L’Indien ne le sauve pas, on se refuse au happy end édifiant et moralisateur, juste lui permet d’accéder à la mort la plus vivable. L’Indien se fait passeur, Charon indéfectible ornant la barque de branchages confortables, avant que fleuve et mer n’emportent toute chair.

Avec du sang on se bariole le visage de traits et on tente la poésie contre la sidérurgie. Pour cela il faut passer du côté des Indiens, car avec les Européens futurs rednecks aucun emploi de comptable n‘est possible. Dans l’univers machiste et industriel en construction toute prostituée ne sera qu’une marchandise avilie et poussée dans la boue, avec ses fleurs de papier. La ville Machine expulse notre héros dans la forêt avec le faon mort, où les arbres tâchent de cacher le condamné à mourir par l’industriel dont il a tué le fils féminicide.

Femme, poète et Indien sont les condamnés ultimes de la société industrielle balbutiante. Femme poète Indien et forêt mourront sous les assauts de l’homme blanc.

Do you know my poetry? La poésie est écrite avec le sang.

La barque avale le mort dans le Léthé imperturbable.
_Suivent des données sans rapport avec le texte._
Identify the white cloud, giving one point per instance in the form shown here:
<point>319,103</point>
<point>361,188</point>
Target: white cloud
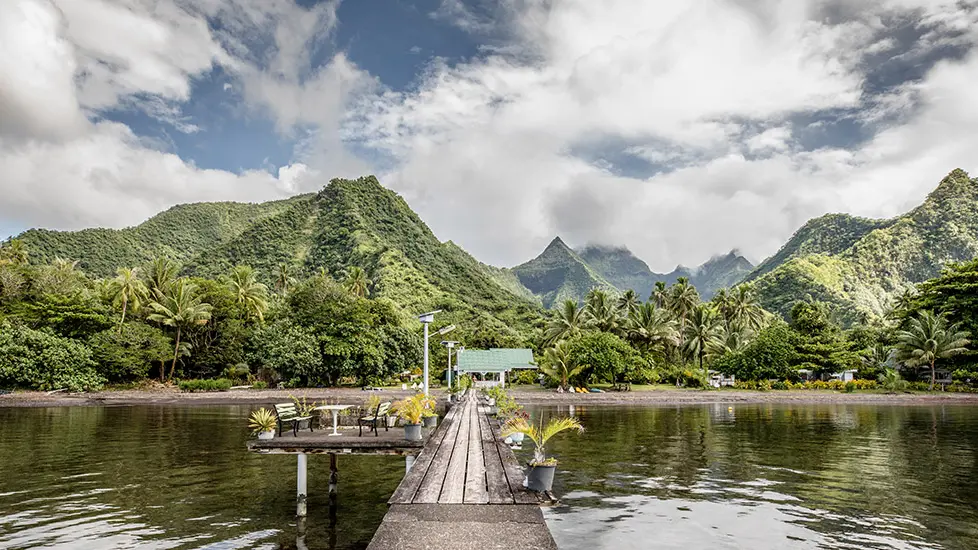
<point>65,62</point>
<point>485,147</point>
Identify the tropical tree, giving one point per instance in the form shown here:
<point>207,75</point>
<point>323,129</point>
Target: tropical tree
<point>703,332</point>
<point>356,282</point>
<point>126,290</point>
<point>743,308</point>
<point>600,312</point>
<point>283,278</point>
<point>180,308</point>
<point>14,252</point>
<point>929,338</point>
<point>628,302</point>
<point>161,273</point>
<point>570,320</point>
<point>682,299</point>
<point>558,364</point>
<point>248,292</point>
<point>650,326</point>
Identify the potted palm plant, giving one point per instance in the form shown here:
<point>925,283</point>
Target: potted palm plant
<point>263,423</point>
<point>541,474</point>
<point>429,416</point>
<point>411,410</point>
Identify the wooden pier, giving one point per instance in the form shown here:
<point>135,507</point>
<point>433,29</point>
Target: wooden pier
<point>465,490</point>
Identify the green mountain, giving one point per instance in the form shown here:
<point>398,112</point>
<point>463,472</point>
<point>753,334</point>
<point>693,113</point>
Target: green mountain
<point>624,270</point>
<point>559,274</point>
<point>182,232</point>
<point>860,265</point>
<point>620,267</point>
<point>348,223</point>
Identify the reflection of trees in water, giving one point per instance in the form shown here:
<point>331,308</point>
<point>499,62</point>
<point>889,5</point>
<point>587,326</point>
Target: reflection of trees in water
<point>167,465</point>
<point>911,462</point>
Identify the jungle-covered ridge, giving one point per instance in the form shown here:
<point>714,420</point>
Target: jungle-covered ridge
<point>324,288</point>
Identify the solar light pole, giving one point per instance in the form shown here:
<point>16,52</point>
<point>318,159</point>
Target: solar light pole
<point>449,344</point>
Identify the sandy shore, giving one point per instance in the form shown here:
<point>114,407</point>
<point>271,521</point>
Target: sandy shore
<point>526,396</point>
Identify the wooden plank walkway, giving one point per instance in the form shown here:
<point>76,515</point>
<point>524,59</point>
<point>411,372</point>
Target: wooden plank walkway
<point>464,491</point>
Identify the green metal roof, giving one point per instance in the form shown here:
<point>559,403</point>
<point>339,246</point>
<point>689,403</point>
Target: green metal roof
<point>495,360</point>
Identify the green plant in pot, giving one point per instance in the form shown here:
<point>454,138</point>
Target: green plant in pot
<point>263,423</point>
<point>429,417</point>
<point>541,474</point>
<point>411,410</point>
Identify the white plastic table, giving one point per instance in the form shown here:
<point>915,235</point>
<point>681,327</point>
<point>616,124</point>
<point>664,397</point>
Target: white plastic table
<point>335,409</point>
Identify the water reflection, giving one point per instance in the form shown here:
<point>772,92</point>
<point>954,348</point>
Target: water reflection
<point>172,477</point>
<point>768,476</point>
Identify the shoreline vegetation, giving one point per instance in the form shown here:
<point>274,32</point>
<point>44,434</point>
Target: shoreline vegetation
<point>524,395</point>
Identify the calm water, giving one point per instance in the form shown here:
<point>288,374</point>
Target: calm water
<point>691,477</point>
<point>769,476</point>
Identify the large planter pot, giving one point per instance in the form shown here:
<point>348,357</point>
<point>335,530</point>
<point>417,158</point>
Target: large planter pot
<point>412,432</point>
<point>540,478</point>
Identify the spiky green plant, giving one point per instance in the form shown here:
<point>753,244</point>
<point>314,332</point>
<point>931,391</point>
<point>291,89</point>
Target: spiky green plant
<point>541,434</point>
<point>262,420</point>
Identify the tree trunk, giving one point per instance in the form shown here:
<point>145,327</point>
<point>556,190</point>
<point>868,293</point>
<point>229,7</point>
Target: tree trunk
<point>176,350</point>
<point>123,321</point>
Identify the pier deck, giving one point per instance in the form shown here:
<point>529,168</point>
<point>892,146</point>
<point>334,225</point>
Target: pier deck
<point>465,490</point>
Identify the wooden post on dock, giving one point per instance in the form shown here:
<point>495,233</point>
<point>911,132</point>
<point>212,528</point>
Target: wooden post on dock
<point>300,486</point>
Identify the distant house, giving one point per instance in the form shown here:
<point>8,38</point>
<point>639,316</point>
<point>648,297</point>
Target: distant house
<point>490,366</point>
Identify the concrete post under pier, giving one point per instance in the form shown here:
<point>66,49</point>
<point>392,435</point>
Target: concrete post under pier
<point>300,486</point>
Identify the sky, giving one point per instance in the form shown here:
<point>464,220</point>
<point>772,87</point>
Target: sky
<point>681,130</point>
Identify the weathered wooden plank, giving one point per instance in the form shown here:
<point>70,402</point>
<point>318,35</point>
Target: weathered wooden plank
<point>514,472</point>
<point>453,490</point>
<point>430,488</point>
<point>476,491</point>
<point>496,482</point>
<point>408,488</point>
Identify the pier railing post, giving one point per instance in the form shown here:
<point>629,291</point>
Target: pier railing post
<point>300,486</point>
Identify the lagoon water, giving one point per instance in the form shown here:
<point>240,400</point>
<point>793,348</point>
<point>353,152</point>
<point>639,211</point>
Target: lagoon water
<point>707,476</point>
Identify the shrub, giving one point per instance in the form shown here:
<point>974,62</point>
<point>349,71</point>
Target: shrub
<point>39,360</point>
<point>204,385</point>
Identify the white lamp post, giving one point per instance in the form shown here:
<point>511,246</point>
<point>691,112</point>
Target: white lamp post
<point>449,344</point>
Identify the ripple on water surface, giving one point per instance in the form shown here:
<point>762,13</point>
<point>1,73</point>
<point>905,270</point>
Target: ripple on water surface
<point>171,477</point>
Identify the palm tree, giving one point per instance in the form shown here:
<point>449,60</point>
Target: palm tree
<point>558,364</point>
<point>248,292</point>
<point>569,321</point>
<point>542,433</point>
<point>14,252</point>
<point>928,339</point>
<point>682,299</point>
<point>628,302</point>
<point>127,289</point>
<point>181,308</point>
<point>283,278</point>
<point>356,282</point>
<point>599,312</point>
<point>743,308</point>
<point>650,326</point>
<point>161,274</point>
<point>703,332</point>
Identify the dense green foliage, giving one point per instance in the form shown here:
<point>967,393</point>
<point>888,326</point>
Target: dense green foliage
<point>860,266</point>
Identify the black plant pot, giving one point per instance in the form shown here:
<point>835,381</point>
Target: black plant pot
<point>412,432</point>
<point>540,478</point>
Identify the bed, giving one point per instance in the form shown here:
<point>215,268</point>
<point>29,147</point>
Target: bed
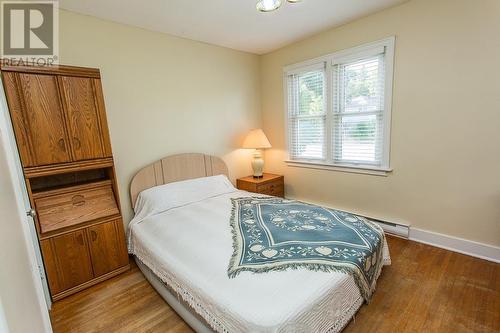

Demain la machine sera sans visage. Elle explorera l’inutilité humaine. L’Indien sera le passeur impassible et le poète n’aura plus de mots écrits. Il apprendra à utiliser les guns pour se défendre de l’humaine condition, il n’aura plus de femme que prostituée la veille de sa mort, et sa condition brûlera les images d’un cinéma maudit.

à propos de Dead Man, Jim Jarmusch, 1995.